LLMs Need "World Model" for Real-World AI: AMI Labs
Summary
Pascal Feng, co-founder of AMI Labs, says Large Language Models, or LLMs, understand the world through human texts. He explained the need for a "world model" for AI agents to operate effectively in the real world. This keynote speech was given at the ICML Conference in Korea. Feng states that AI is shifting its focus to operating in the real physical world. A world model refers to AI that understands the world beyond just text. He compared this to a soccer player who understands spatial relationships, physical actions, and even emotions. AMI Labs was founded by New York University professor Jan LeCun.
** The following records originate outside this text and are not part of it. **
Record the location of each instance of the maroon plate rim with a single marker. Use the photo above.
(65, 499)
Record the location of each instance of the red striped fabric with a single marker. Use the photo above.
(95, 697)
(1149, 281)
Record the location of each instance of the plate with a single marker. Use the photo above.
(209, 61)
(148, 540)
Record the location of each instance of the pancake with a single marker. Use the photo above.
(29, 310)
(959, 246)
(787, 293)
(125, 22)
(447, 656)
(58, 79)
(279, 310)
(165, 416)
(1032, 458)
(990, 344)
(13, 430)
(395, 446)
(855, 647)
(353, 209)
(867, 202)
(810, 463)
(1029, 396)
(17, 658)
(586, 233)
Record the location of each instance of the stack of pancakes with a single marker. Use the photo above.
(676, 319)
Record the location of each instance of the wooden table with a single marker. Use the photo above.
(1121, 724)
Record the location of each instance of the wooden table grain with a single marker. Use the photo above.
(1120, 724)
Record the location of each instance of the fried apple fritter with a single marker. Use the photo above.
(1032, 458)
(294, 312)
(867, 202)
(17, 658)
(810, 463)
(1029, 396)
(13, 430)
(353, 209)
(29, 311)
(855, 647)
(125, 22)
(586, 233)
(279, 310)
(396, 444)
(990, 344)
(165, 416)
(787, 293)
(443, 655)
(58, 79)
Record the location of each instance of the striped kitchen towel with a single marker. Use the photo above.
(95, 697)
The company has already attracted one billion dollars in seed investment this year. LeCun believes LLMs alone have limitations for real-world AI. Feng emphasized that LLMs learn from texts, which is an indirect way of understanding the real world. He added that LLMs focus on fluent dialogue, not on understanding physical causal relationships. This makes them slower and more expensive than humans for world understanding. He also warned that "hallucinations" in LLMs, harmless in text, could cause collisions if they occur in robots. Current top AI models perform worse than humans in understanding the physical world. Humans scored 64.7% in a physical inference benchmark, while the best AI model only reached 41.2%. This shift in focus could lead to more capable and safer AI systems interacting with our physical environment.
This is an AI-generated audio summary. Always check the original source for complete reporting.